Msza św. zakończyła pierwszy dzień rekolekcji, które 29 i 30 marca odbywają się w bazylice Najświętszego Serca Jezusowego na Pradze. W homilii o. John Bashobora poruszył temat modlitwy.
Zachęcił, by modlić się "do skutku” - swoimi słowami i modlitwą Kościoła, brewiarzem - "aż coś zmieni się w życiu, rodzinie i Kościele”. - Modlitwa brewiarzem nie jest "zarezerwowana” tylko dla duchownych, ale dla każdego człowieka. To modlitwa Kościoła - mówił.
I wyjaśnił: - Wszyscy zmierzamy do komunii z Bogiem, zarówno osoby w związkach małżeńskich, jak i kapłani, biskupi, papież. Wszyscy powołani jesteśmy do czystości serca. Żony i mężowie oddają się całkowicie Bogu w sakramencie małżeństwa. Dzieci są oddane Bogu, gdy łączą się z rodziną.
Nawiązując do Ewangelii o Marii Magdalenie płaczącej nad grobem, kaznodzieja zwrócił uwagę, że Bóg dopuszcza trudne próby w naszym życiu, by przekonać się, czy prawdziwie Go kochamy. - Każdy z nas miał takie próby. Kobiety, ilu mężczyzn "zabrało" wam Jezusa, obiecując swoją miłość, ilu fałszywych proroków było w naszym życiu? - pytał.
Uczestnikom rekolekcji przypomniał, że każdy z nas jest prorokiem posłanym przez Boga, by "podnosić innych, nieść pokrzepienie”. - Za każdym razem, gdy mówisz swojej żonie, że jest "głupia”, kiedy oskarżasz Putina i państwo Islamskie, jesteś w królestwie szatana - mówił. - Mamy modlić się i błogosławić Boga i Jemu powierzać trudne sytuacje, a On będzie je uzdrawiał - dodał.
Zebranych w praskiej bazylice wielokrotnie pytał: "Kogo szukacie?” - przychodząc do Kościoła, idąc do pracy, zawierając małżeństwo?. - Pokładacie ufność w Jezusie czy w kapłanie, który daje wam Jezusa? Od momentu, kiedy na Mszy św. czynisz znak krzyża, wyruszasz w podróż z Bogiem - mówił. I dodał: Jesteście błogosławieni, bo zostaliście poślubieni, zostaliście oblubienicą Chrystusa.
Zachęcił, by wychodząc z kościoła "zabrać ze sobą" Jezusa - do swoich domów, miejsc pracy. - Przychodzicie do kościoła, by stać się Kościołem w swojej rodzinie. To jest wasza misja - powiedział. Nawiązał przy tym do posłannictwa s. Faustyny i szczególnego posłannictwa Polaków do głoszenia Bożego Miłosierdzia.
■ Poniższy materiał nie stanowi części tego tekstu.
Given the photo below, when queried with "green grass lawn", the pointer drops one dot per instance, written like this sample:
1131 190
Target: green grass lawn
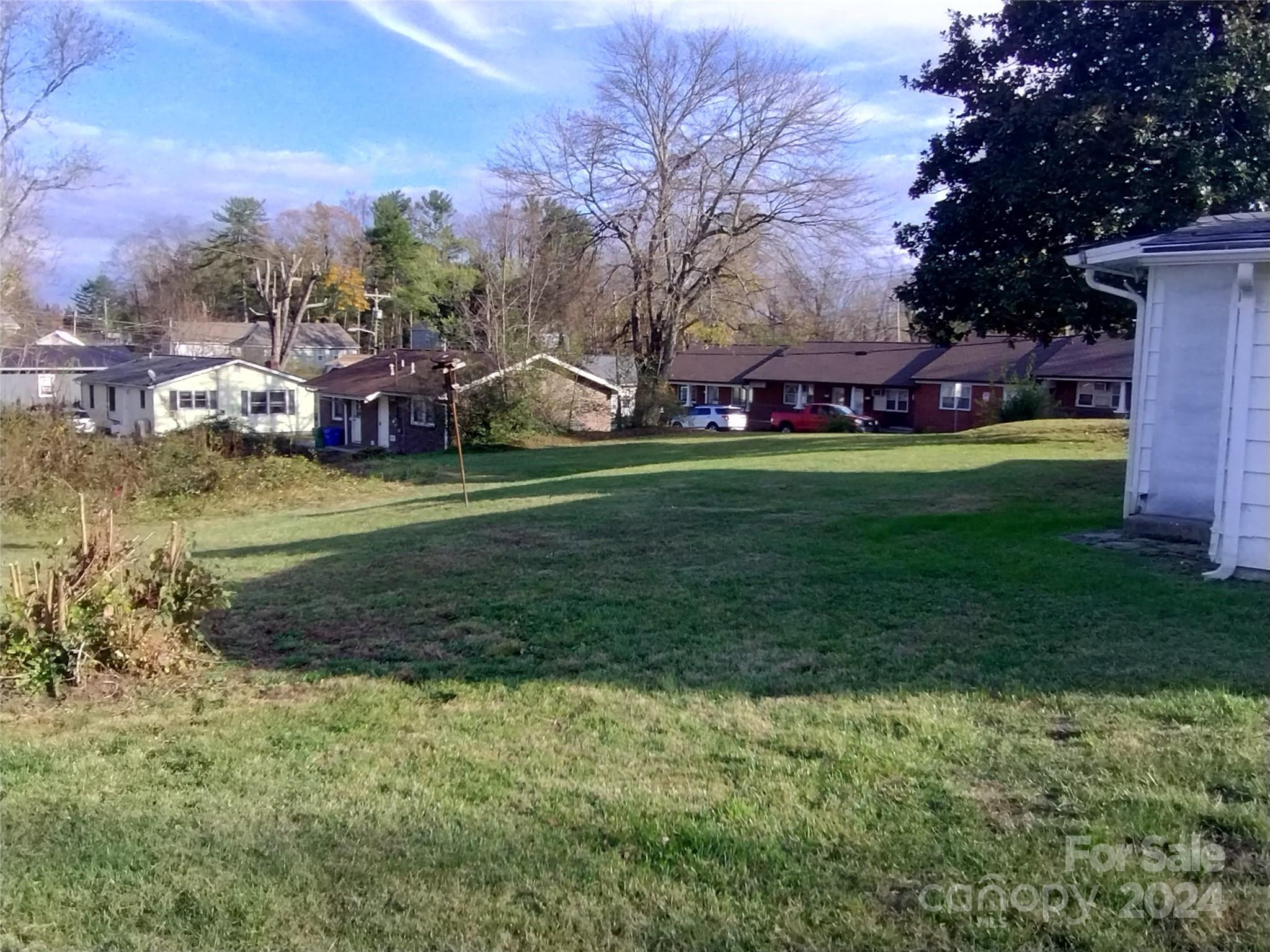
721 692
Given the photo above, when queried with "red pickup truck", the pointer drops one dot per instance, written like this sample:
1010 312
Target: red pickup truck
812 418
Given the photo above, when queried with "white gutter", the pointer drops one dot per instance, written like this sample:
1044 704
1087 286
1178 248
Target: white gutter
1235 427
1140 352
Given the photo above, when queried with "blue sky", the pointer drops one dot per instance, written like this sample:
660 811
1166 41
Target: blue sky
299 102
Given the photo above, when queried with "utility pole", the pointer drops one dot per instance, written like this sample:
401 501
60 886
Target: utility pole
376 314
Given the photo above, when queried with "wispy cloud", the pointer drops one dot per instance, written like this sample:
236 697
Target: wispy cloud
883 117
466 18
131 15
812 22
154 179
277 15
389 17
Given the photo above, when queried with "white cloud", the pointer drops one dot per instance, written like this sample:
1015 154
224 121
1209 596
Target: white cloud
130 14
154 179
817 23
876 117
388 15
276 15
468 18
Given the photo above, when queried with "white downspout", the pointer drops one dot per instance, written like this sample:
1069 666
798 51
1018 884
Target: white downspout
1230 484
1140 351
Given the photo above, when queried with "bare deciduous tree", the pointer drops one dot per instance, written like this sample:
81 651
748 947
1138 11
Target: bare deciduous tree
833 295
534 266
42 46
698 146
286 289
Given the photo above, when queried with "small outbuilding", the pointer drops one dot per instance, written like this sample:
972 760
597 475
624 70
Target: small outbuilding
163 394
1199 446
46 375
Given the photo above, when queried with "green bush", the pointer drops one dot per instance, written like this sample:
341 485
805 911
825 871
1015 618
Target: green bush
103 606
492 416
1029 400
45 465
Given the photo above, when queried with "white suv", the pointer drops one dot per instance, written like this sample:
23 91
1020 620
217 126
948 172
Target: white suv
713 418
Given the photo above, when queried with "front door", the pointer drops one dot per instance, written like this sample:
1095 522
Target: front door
355 421
381 415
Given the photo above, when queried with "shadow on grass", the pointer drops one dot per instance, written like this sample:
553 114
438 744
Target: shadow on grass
821 582
505 464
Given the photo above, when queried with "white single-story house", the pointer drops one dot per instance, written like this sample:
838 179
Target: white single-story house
315 343
163 394
1199 444
48 375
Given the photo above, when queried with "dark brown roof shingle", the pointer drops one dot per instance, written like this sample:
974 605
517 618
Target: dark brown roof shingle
1106 358
869 363
718 364
390 372
988 359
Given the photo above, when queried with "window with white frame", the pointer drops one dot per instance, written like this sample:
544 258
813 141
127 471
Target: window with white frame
191 400
1099 394
422 413
892 400
259 403
797 394
954 397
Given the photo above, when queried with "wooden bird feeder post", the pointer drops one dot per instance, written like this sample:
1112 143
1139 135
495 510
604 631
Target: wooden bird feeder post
450 367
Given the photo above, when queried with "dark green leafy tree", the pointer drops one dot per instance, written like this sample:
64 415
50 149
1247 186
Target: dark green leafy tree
1080 121
239 242
94 299
417 258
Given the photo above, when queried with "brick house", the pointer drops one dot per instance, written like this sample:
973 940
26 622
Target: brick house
717 375
958 389
1091 380
871 377
397 399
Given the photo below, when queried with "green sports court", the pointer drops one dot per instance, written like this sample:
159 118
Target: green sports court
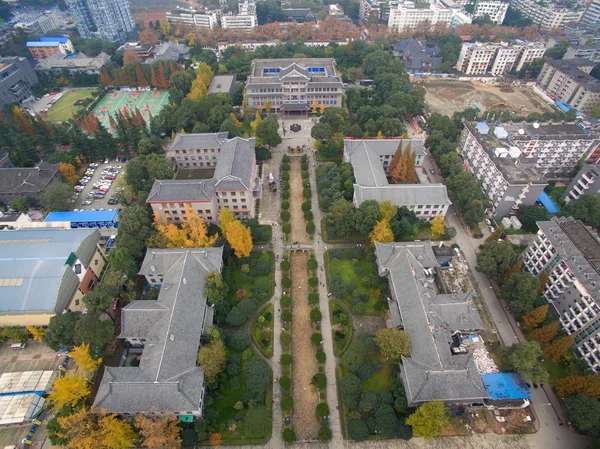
148 102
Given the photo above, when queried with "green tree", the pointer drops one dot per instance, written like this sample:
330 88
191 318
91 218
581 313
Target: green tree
585 208
525 358
429 419
495 258
268 132
61 330
584 412
56 197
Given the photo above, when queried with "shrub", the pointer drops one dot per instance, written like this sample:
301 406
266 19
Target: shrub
319 380
315 315
324 434
287 403
289 436
316 338
286 359
285 382
322 410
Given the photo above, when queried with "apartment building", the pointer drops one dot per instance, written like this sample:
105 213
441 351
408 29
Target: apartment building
245 20
570 82
169 331
233 185
495 9
585 182
548 15
479 58
16 78
110 20
191 20
409 15
293 85
47 46
47 271
370 160
567 250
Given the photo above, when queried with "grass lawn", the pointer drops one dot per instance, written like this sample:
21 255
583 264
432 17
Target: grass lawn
380 380
345 269
264 340
64 108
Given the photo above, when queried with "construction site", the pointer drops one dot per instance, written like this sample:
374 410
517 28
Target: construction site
449 96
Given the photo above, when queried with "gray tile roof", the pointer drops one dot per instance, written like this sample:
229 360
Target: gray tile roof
431 372
36 261
172 190
168 377
221 84
33 180
198 141
404 194
235 165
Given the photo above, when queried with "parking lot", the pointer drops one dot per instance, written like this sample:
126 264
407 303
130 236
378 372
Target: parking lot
101 180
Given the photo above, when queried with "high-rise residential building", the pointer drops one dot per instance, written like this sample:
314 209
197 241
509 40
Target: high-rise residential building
569 252
16 78
548 15
497 58
569 81
110 20
495 9
592 14
409 15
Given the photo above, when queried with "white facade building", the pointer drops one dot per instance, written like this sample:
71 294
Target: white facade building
495 9
407 16
569 252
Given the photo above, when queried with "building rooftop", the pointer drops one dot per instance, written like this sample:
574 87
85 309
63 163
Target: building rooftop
22 180
433 371
168 377
221 84
36 266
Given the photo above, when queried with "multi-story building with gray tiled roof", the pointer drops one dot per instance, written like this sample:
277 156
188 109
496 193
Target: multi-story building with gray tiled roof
293 85
170 329
370 159
567 250
234 184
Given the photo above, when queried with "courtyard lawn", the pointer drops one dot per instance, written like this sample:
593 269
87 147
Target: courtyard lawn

- Kiedy trwacie na modlitwie, także i wam Jezus będzie się objawiał - mówił kapłan i szczególnie zachęcał kobiety, by prawdę o Zmartwychwstaniu ogłaszały w swoich domach i środowiskach. Wskazał przy tym na Maryję, która nieustannie wsłuchiwała się w słowo Boga.